The metric is injuries per 1,000 athletic exposures. An athletic exposure is defined as one athlete “participating in one practice, competition, or performance.” Injuries are defined as anything that required the attention of a physician or athletic trainer, [my emphasis] or kept the athlete off the field for at least one day.
This definition makes me cautious about the data as I know a few things have changed dramatically in high school sports in my time refereeing. First, more games are far more likely to have a trainer available today than when I first started to referee. Most high school soccer leagues won’t start a game today without a medical professional on the sideline. Ten years ago, that was not the case.
Secondly, the direction that soccer referees have been getting on responding to injuries has changed dramatically in the past couple of years. Now, if we suspect anything, we stop play and get a trainer on. This applies to high school only.

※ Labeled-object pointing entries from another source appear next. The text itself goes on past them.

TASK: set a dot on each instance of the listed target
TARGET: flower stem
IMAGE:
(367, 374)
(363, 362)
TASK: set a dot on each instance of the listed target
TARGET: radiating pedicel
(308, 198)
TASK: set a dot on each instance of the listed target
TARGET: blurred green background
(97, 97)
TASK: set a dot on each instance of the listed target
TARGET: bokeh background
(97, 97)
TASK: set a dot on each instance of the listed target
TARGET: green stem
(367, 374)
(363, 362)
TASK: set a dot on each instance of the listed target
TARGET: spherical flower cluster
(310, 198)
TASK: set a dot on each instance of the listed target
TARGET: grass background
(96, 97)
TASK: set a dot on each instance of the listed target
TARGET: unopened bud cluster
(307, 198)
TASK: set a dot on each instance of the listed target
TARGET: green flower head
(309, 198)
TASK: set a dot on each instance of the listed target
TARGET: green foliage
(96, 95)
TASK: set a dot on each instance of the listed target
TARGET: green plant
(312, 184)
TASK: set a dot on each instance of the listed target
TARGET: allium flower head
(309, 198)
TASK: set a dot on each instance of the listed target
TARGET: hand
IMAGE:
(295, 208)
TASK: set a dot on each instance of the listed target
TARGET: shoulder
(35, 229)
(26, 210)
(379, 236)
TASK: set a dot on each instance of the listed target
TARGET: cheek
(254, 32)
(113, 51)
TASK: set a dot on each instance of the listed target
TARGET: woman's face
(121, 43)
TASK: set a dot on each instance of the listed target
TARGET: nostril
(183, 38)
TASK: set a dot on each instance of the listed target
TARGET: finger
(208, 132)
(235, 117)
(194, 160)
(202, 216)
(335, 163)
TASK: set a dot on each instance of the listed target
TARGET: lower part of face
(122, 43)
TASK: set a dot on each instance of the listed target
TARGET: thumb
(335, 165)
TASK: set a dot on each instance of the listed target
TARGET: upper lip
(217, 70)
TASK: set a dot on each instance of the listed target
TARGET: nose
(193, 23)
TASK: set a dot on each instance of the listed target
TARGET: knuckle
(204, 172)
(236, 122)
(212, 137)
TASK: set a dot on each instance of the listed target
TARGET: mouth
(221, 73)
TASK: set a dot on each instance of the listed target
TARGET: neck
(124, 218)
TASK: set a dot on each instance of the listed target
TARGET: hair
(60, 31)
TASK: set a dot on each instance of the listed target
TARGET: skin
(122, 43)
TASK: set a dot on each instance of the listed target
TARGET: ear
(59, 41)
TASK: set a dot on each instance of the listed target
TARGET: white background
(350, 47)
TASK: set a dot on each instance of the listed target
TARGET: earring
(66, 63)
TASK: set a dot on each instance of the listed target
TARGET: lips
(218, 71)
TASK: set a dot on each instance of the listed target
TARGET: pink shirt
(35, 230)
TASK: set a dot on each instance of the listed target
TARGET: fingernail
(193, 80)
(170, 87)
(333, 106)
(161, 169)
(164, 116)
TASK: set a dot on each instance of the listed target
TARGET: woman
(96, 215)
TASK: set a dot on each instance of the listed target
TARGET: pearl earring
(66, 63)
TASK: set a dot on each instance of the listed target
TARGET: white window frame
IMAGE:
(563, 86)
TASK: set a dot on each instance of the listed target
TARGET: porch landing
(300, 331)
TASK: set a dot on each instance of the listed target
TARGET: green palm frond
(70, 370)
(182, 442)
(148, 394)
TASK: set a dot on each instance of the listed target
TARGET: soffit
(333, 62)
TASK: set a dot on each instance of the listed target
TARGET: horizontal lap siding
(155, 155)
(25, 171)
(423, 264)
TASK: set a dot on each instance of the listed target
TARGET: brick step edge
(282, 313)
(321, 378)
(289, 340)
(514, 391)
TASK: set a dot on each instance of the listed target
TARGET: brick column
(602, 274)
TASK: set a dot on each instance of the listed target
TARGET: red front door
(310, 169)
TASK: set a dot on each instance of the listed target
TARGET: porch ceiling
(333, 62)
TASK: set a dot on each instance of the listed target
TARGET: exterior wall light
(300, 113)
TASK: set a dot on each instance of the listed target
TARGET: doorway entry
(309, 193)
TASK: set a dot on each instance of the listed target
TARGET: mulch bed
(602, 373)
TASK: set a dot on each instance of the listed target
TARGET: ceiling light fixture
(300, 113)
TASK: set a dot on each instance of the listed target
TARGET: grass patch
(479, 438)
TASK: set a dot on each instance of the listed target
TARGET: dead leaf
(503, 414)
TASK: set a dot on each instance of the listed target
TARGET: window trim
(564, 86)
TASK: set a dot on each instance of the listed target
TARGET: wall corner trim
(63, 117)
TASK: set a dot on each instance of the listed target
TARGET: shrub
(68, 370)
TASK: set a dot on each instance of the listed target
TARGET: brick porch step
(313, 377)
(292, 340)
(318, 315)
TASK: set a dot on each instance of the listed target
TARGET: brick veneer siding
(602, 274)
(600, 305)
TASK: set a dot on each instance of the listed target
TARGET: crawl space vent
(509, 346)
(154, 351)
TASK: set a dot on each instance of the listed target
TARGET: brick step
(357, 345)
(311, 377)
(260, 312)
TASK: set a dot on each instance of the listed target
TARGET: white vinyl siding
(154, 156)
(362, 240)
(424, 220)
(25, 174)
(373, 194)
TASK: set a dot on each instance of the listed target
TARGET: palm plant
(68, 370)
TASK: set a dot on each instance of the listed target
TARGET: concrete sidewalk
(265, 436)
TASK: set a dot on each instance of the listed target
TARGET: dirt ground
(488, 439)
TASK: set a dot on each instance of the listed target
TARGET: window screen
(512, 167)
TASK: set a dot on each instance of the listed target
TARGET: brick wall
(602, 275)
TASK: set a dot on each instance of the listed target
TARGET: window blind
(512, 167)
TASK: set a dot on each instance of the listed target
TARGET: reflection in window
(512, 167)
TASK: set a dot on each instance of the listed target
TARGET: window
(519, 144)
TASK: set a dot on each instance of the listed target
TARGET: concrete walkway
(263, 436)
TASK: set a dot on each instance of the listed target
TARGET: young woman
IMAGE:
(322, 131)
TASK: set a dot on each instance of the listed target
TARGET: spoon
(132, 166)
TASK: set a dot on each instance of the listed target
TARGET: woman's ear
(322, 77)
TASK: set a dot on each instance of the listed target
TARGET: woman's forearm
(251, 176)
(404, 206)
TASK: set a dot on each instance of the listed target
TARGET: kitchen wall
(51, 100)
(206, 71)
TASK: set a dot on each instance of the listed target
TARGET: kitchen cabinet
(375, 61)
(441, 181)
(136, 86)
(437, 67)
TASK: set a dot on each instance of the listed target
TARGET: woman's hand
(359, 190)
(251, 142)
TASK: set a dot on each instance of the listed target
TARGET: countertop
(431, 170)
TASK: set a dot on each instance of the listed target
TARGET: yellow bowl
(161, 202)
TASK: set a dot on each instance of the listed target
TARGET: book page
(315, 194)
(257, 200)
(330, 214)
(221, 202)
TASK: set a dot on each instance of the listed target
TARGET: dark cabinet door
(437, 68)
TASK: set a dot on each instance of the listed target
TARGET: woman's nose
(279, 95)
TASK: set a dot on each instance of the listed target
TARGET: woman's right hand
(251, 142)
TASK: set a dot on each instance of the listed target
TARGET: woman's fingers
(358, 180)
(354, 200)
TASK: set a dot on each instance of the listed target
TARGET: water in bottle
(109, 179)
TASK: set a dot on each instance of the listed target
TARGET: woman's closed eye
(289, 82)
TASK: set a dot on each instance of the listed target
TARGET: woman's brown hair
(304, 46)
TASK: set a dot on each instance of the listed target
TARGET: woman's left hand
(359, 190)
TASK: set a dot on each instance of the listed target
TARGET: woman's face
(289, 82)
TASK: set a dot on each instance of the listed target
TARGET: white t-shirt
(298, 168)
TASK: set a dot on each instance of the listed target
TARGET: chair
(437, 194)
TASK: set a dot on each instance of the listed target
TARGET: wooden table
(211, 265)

Unfortunately, the instruction and expectation is variable between sports and genders.
Last week, I was refereeing an off-season girls high school indoor game. A girl was hit in the face with the ball. She looked briefly stunned as the ball went off her nose. We stopped play, and called for a coach to get the player off the field. If this was a regular season game, a trainer would have come out, pulled the player for 30 seconds, and made her available to re-enter play at the next stoppage. It was no big deal. It was a false positive where we want to be wrong by being overly cautious.
The same ball to the face of a male player would not have produced a cultural expectation for a stoppage. I officiate an off-season sport where the expectation is that unless we see a bone sticking out of the skin, we are still playing.
Counting the times a medical provider is beckoned onto the field is an easy metric. It is also an easily confounded metric.
I think a better metric would be injuries that kept a player from completing the game or held out of practice for at least a day. That is a harder data lift but I think far more informative. Maybe the rankings are the same but the data would have more practical meaning.